The Monetary Authority of Singapore's survey revealed on Wednesday that Singapore's economy is expected to grow faster in 2024 than previously estimated, while the inflation outlook has been revised to be lower.
This year's GDP growth is estimated to be 2.4%, higher than the December survey's estimate of 2.3%, while headline inflation is projected to be 3.1%, lower than the December survey's forecast of 3.4%.
In 2025, the city-state's economic growth is predicted to rise to 2.5%.
The manufacturing sector in Singapore, which accounts for more than 20% of the country's GDP, is projected to expand by 4% in 2024, an increase from the previous forecast of 2.3%.
The manufacturing, finance, and insurance sectors' forecasts were raised by economists, while the wholesale and retail trade, as well as accommodation and food services sectors, had their outlooks revised downward.
'Swiftonomics' to boost Q1 GDP
According to the survey, the first quarter's GDP numbers are expected to show an economic growth of 2.6%. These advance numbers will be released on April 12.
After the Singapore leg of Taylor Swift's Eras Tour, economists upgraded Singapore's first-quarter growth forecasts, according to a Bloomberg report on March 9.
According to DBS Bank economist Han Teng Chua, the concerts will contribute approximately SG$300 million to SG$400 million, or 20 basis points, to Singapore's first-quarter GDP. Swift had performed six shows in the country from March 2 to March 9.

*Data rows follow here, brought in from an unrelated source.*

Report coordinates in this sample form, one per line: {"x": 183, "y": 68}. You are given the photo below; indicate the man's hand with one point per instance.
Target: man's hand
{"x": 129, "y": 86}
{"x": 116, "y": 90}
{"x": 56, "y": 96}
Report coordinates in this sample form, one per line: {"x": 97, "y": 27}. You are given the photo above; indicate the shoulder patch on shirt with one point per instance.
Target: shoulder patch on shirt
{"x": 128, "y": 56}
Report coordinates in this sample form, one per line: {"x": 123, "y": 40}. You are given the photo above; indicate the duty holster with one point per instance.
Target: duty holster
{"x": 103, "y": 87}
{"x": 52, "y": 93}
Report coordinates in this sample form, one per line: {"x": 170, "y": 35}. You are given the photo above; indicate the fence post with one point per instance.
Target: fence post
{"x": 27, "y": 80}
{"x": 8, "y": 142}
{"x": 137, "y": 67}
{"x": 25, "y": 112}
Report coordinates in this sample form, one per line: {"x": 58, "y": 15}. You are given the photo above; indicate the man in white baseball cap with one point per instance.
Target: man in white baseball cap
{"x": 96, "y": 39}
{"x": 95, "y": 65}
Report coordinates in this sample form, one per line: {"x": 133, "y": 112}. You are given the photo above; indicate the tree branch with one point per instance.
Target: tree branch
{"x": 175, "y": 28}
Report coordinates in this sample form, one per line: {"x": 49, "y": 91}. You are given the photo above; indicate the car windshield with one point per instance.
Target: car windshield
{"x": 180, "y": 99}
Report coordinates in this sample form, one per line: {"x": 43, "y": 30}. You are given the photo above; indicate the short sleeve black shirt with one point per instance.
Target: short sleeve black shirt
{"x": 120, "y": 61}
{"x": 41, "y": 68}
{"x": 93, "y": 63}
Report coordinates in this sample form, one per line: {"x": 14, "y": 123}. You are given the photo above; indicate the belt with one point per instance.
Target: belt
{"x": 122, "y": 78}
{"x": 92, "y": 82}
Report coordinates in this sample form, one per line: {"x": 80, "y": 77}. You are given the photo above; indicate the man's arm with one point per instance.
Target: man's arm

The report stated that Singapore's gross domestic product is likely to increase by 2.9% in the first quarter.
Lower inflation
Although the MAS survey revealed that economists have revised their headline inflation forecasts from 3.4% to 3.1% for 2024, the median forecast for the "MAS core inflation" metric remained unchanged from the previous survey at 3%.
The MAS core inflation metric excludes accommodation and private transport from the overall inflation rate.
Headline inflation and MAS core Inflation are forecast at 2% for 2025.
The economists predict that Singapore's monetary policy will remain unchanged during the April 2024 review.
Singapore manages its monetary policy through the adjustment of exchange rate settings rather than a fixed benchmark interest rate, resulting in fluctuations in the value of the Singapore dollar within a secret range against a selection of its key trading partners' currencies.